Il n'a pas été surprenant de voir des fonds supplémentaires pour la défense dans le budget de 2022, surtout avec la récente invasion de l'Ukraine et la pression de l'OTAN pour que le Canada atteigne ses objectifs de 2 % en matière de dépenses de défense. L'annonce récente par le Canada du lancement de négociations formelles pour l'achat de plusieurs 88 F-35 a également signalé la volonté de M. Trudeau de consacrer des fonds à la défense. Le budget du ministère de la Défense nationale sera augmenté d'environ 8 milliards de dollars, mais il ne sera pas alloué en une seule année. Les fonds supplémentaires pour la défense comprennent :

  • 6,1 milliards de dollars sur cinq ans, à partir de 2022-2023, avec 1,3 milliard de dollars d'amortissement restant et 1,4 milliard de dollars en continu pour le ministère de la Défense nationale.
  • 100,5 millions de dollars sur six ans, dont 1,7 million de dollars d'amortissement restant et 16,8 millions de dollars pour renforcer le leadership au sein des Forces armées canadiennes.
  • Intention de proposer des modifications aux lois sur la marine marchande du Canada et à d'autres lois, notamment pour permettre une gestion proactive des urgences maritimes et pour couvrir davantage de types de pollution.

Environnement

L'annonce, le mois dernier, de 9,1 milliards de dollars en nouveaux investissements dans la réduction des émissions de GES a signalé un engagement plus profond à l'égard du changement climatique.

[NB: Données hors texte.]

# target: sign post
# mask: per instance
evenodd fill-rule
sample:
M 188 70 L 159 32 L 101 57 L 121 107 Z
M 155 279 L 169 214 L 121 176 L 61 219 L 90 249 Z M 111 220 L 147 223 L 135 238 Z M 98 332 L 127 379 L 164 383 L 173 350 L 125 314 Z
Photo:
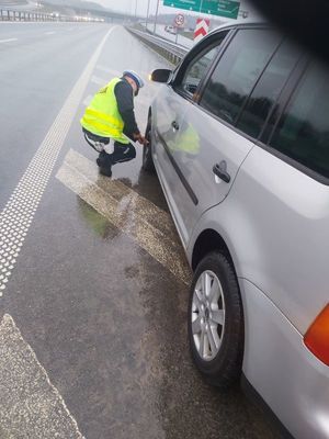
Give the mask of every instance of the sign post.
M 197 19 L 196 26 L 194 31 L 194 43 L 200 42 L 208 32 L 209 32 L 209 20 L 207 19 Z
M 178 34 L 179 34 L 179 30 L 181 27 L 184 27 L 184 23 L 185 23 L 185 18 L 183 14 L 177 14 L 175 19 L 174 19 L 174 29 L 175 29 L 175 44 L 178 42 Z
M 237 19 L 240 9 L 236 0 L 163 0 L 163 5 L 227 19 Z

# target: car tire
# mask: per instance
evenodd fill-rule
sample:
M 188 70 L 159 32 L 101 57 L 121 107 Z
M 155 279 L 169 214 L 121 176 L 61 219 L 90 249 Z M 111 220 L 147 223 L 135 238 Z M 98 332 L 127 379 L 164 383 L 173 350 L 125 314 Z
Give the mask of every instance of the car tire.
M 147 171 L 154 173 L 156 171 L 152 153 L 151 153 L 151 123 L 150 120 L 147 124 L 145 138 L 148 140 L 148 145 L 144 145 L 143 147 L 143 165 L 141 168 Z
M 188 318 L 190 349 L 196 368 L 213 385 L 232 385 L 241 374 L 243 312 L 235 270 L 224 254 L 211 252 L 198 263 L 191 285 Z

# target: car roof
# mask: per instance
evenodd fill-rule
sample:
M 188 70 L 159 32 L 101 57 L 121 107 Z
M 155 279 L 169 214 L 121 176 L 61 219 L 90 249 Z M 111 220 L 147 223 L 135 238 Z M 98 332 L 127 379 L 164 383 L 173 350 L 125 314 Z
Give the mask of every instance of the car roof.
M 224 23 L 220 26 L 217 26 L 213 29 L 207 36 L 214 35 L 217 32 L 225 31 L 225 30 L 230 30 L 230 29 L 242 29 L 242 27 L 273 27 L 269 22 L 265 20 L 252 20 L 252 21 L 246 21 L 246 20 L 237 20 L 234 23 Z

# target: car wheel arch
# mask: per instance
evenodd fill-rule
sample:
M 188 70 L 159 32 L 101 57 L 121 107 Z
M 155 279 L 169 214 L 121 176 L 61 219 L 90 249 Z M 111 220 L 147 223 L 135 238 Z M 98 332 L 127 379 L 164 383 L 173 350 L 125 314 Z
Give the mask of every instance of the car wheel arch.
M 229 248 L 225 241 L 225 239 L 219 235 L 218 232 L 214 230 L 213 228 L 204 229 L 196 238 L 192 259 L 191 259 L 191 267 L 192 270 L 195 271 L 198 262 L 209 252 L 218 250 L 223 252 L 228 260 L 230 261 L 232 268 L 235 269 L 234 259 L 229 251 Z

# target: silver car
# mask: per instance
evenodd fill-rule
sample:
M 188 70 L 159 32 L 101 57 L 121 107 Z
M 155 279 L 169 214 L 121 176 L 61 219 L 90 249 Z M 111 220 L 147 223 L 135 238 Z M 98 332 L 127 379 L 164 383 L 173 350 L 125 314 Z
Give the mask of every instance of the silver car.
M 194 272 L 192 358 L 215 385 L 242 378 L 293 437 L 328 439 L 328 69 L 249 23 L 152 80 L 143 166 Z

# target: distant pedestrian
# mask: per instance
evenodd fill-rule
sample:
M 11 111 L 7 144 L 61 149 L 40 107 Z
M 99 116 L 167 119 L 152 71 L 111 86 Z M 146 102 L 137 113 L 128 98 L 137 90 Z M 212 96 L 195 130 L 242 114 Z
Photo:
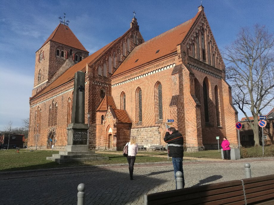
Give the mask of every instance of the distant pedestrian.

Le budget de 2022 va plus loin, grâce aux investissements suivants :

  • 2 milliards de dollars versés aux minéraux essentiels du Canada pour soutenir la chaîne d'approvisionnement en batteries de véhicules électriques (VE) afin d'accélérer l'extraction des minéraux essentiels de transformation (nickel, lithium, cobalt et magnésium).
  • Pour réduire les émissions des véhicules moyens et lourds (VML), le gouvernement fédéral visera à ce que 35 % des ventes totales de VML soient des véhicules zéro émission d'ici 2030.
  • 500 millions de dollars pour l'infrastructure de recharge et de ravitaillement en véhicules zéro émission à grande échelle en milieu urbain et commercial.
  • Crédit d'impôt pour les entreprises et l'industrie qui installent des systèmes de capture du carbone.

Innovation

  • 750 $ sur six ans, à partir de 2022-2023, pour soutenir davantage la croissance et le développement des supergrappes d'innovation mondiales du Canada.
  • Proposition d'établir le Fonds de croissance du Canada pour inciter le secteur privé à faire d'importants investissements.
  • Intention de créer une agence fédérale d'innovation et d'investissement indépendante sur le plan opérationnel et proposition de verser 1 milliard de dollars sur cinq ans pour soutenir ses activités initiales.
  • 96,6 millions de dollars sur cinq ans, à compter de 2022-2023 et 22,9 millions de dollars en permanence pour soutenir les divers programmes au sein d’Innovation, Sciences et Développement économique Canada (ISDE).

Santé

  • 5,3 milliards de dollars sur cinq ans, à compter de 2022-23, et 1,7 milliard de dollars en permanence, à Santé Canada pour fournir des soins dentaires aux Canadiens.
  • 20 millions de dollars sur cinq ans, à compter de 2022-23, pour les Instituts de recherche en santé du Canada afin de soutenir des recherches supplémentaires sur les effets à long terme du virus COVID-19 sur les Canadiens, ainsi que sur les répercussions générales du virus COVID-19 sur la santé et les systèmes de soins de santé.
  • 20 millions de dollars sur cinq ans aux Instituts de recherche en santé du Canada pour intensifier les efforts visant à en apprendre davantage sur la démence et la santé du cerveau, afin d'améliorer le traitement et les résultats pour les personnes atteintes de démence.
  • 30 millions de dollars sur trois ans, à compter de 2022-23, à l'Agence de la santé publique du Canada, pour le Centre d’innovation canadien sur la santé du cerveau et le vieillissement, afin d'accélérer les innovations dans le domaine de la santé du cerveau et du vieillissement.
  • 140 millions de dollars sur deux ans, à compter de 2022-23, à Santé Canada pour le portail Espace Mieux-être Canada afin qu'il puisse continuer à fournir aux Canadiens des outils et des services pour favoriser leur santé mentale et leur bien-être.
  • 115 millions de dollars sur cinq ans, dont 30 millions en continu, pour élargir le Programme de reconnaissance des titres de compétences étrangers et aider jusqu'à 11 000 professionnels de la santé formés à l'étranger, chaque année, à faire reconnaître leurs titres de compétences et à trouver du travail dans leur domaine.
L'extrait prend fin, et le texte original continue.